Eddie Stobart: Britain’s Best Loved Truckers
Eddie Stobart is a British household name. It’s hard to take a trip anywhere in the UK without seeing at least one green liveried truck, and trying to read its name. With a cult following who refer to themselves as the ‘Stobart Saddos’, it’s a company that offers a rich and interesting story.
We all know Eddie Stobart for the fleet of trucks and trailers (2,200 and 3,200 respectively), but Eddie Stobart also have around six million square feet of warehouse, Stobart Ports and even rail freight to offer anyone involved in the logistics industry. With the founder’s youngest son William Stobart now at the helm, after a sale to investors at £280 million, the company is still going strong.
Since the giant share sale to investors led to restructuring and impairment costs totaling around the £15m mark, as well as some debt in other branches of the Stobart Group, it was the generated profit from the past year of Eddie Stobart that allowed the corporation to keep its head above water. The reported profit was £11.3m.
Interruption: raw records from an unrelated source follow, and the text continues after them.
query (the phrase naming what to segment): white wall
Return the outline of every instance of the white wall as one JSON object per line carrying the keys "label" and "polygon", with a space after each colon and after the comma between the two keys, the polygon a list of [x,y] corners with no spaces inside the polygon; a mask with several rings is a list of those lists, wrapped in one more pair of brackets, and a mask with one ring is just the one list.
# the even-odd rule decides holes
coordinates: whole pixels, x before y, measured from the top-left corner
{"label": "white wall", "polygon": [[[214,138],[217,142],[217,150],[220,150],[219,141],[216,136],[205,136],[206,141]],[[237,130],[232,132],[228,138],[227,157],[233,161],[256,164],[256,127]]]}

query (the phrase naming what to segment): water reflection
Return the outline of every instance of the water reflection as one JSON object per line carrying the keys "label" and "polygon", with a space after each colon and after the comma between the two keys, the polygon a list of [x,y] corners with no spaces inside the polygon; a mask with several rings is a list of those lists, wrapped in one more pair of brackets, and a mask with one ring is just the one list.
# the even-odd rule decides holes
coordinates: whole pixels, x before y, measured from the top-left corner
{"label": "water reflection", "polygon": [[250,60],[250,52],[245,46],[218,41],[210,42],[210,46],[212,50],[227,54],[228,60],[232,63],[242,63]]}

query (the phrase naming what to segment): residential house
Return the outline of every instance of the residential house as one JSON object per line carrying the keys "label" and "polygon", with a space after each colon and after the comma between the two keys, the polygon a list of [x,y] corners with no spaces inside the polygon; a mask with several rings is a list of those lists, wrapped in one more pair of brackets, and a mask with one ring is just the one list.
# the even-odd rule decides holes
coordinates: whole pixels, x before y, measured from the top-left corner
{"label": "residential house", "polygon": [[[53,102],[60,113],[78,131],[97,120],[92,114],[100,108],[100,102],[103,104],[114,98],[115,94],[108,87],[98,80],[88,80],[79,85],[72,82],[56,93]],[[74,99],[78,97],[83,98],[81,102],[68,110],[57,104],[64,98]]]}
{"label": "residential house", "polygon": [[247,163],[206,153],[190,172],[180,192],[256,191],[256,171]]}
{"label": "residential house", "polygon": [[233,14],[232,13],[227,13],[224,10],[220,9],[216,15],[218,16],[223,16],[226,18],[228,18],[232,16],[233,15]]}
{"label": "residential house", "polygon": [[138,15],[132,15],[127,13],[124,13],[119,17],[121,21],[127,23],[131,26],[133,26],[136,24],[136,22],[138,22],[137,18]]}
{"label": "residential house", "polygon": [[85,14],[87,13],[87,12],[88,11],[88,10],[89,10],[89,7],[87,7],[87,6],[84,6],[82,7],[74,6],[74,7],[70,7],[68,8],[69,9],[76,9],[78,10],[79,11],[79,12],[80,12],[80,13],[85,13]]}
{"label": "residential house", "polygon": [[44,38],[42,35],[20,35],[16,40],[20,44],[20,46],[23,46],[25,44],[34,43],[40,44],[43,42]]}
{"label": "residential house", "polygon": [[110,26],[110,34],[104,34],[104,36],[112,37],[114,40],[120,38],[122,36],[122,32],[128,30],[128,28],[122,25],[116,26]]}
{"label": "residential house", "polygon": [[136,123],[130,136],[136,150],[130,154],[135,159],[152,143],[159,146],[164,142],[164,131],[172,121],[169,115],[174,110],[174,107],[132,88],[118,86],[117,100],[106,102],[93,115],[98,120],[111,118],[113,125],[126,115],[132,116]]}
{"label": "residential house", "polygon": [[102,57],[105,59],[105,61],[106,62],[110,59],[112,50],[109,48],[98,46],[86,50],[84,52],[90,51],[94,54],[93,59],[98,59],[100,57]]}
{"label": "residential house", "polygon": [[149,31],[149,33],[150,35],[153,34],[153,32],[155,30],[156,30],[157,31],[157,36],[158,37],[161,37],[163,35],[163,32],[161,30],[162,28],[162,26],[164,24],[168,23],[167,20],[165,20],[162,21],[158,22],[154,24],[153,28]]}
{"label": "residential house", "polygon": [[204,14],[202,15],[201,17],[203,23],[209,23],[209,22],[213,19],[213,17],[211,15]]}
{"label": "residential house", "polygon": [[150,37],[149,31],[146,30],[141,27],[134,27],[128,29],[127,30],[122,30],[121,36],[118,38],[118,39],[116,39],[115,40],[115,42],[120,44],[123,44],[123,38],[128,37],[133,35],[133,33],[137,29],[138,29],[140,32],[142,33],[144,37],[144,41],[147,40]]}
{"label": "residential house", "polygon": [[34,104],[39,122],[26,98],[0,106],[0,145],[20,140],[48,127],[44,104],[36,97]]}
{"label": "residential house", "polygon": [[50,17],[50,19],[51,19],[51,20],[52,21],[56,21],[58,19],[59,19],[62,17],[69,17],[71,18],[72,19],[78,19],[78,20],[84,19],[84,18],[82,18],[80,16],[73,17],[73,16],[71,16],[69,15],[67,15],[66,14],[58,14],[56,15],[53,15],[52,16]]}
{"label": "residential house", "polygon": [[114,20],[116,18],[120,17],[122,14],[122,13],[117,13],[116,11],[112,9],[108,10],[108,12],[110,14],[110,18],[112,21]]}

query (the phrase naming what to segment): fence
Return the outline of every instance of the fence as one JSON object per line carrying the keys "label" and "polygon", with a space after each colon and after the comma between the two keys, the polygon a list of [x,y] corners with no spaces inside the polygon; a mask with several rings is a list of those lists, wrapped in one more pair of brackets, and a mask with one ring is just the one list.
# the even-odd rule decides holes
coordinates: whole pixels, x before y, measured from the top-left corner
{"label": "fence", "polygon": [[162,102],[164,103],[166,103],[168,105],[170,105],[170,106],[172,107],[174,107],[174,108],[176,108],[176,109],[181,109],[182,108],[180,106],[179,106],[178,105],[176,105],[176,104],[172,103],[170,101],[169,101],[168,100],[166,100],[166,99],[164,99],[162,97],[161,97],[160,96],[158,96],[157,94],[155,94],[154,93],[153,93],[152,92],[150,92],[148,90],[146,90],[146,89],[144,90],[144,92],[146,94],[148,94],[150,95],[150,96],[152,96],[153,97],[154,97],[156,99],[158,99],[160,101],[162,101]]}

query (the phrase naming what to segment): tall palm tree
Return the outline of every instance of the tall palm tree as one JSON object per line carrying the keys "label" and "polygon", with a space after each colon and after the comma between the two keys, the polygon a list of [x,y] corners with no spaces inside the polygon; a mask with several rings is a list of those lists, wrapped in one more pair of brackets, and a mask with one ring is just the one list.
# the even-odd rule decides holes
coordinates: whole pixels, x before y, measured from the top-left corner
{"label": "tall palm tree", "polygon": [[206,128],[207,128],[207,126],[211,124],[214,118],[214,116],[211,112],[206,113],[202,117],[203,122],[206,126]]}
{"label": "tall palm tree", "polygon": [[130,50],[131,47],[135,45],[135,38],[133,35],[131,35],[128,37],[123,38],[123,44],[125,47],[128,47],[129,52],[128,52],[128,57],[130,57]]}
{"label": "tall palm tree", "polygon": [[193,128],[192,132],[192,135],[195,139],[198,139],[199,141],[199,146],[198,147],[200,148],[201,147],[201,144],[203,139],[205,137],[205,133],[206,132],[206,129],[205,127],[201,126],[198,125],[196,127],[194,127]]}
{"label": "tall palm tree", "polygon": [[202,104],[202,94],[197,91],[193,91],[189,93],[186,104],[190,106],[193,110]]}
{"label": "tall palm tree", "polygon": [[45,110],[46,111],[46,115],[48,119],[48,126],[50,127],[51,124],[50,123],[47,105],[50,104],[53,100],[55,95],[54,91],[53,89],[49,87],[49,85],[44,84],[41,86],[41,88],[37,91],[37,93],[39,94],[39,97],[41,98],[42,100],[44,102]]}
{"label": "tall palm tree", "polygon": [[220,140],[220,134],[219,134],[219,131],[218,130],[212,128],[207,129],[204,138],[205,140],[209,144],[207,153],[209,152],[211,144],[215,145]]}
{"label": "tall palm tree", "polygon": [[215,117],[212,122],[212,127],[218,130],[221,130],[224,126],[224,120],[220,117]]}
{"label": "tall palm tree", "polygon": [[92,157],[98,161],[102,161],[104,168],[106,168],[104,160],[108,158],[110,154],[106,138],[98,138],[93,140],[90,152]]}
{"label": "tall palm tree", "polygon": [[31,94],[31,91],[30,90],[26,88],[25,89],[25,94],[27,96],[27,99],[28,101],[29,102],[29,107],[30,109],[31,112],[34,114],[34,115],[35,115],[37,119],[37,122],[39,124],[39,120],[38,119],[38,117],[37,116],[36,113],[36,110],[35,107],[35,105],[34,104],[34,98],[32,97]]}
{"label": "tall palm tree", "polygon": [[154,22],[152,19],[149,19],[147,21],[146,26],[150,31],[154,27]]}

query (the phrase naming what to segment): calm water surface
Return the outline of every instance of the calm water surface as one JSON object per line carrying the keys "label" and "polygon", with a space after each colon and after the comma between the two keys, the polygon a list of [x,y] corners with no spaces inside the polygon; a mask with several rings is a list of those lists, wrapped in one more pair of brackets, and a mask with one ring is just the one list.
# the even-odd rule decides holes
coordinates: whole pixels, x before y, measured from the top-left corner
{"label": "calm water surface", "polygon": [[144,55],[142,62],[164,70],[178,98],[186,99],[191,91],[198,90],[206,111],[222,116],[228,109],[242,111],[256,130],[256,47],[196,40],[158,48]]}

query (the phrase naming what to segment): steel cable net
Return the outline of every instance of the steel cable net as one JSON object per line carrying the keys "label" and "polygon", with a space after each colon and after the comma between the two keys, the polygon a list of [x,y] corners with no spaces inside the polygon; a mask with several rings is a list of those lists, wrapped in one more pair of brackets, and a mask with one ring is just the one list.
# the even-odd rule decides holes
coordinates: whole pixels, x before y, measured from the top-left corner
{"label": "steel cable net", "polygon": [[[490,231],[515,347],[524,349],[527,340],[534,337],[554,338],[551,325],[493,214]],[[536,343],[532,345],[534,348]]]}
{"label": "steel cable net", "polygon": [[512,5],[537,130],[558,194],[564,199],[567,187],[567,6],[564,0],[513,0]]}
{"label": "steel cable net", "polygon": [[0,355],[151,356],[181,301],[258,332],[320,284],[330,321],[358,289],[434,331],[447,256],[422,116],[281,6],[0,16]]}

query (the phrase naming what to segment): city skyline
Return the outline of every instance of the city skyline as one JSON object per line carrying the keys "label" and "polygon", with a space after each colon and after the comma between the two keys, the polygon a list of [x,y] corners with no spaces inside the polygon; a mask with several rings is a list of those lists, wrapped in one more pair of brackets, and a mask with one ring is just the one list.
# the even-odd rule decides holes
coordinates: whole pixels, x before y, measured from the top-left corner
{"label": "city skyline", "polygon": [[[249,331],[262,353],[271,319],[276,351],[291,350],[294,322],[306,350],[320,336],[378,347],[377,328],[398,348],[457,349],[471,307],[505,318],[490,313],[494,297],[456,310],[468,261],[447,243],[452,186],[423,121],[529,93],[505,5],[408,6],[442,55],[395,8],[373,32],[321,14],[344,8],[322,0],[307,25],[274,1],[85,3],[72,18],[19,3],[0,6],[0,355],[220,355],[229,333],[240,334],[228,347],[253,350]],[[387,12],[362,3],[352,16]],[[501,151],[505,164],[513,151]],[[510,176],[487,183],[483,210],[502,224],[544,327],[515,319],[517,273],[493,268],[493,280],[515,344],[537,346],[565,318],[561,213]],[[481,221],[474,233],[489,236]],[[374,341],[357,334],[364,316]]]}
Yet, it’s not just shareholders and stockbrokers who have any interest in the company. The general British public have become quite enamored with the company over the past few years, especially since the first airing in 2007 of Channel 5’s ‘Eddie Stobart: Trucks and Trailers’. The 2014 series, aired 23rd May, will be seventh and final installment.
Eddie Stobart has been much loved since its beginning on 23 November 1970. There now are over 50 sites in the UK and Europe, with a vehicle delivering somewhere in the UK every 5 and a half minutes. If you were to line up every vehicle end to end it would stretch over 50 miles, and the distance travelled by the fleet each day would take you around the earth 24 times. As a British superbrand, the only way not to know about Eddie Stobart is to live in a tiny bubble. From first Eddie Stobart truck, ‘Twiggy’ named after the 1960s supermodel, to some more recent trucks, ‘Courtneyrose Anne’ and ‘Molly Mary’, every one is individual in name. So, why not see which one you next pass on the road? The ‘Stobart Saddos’ would be happy to hear your spot.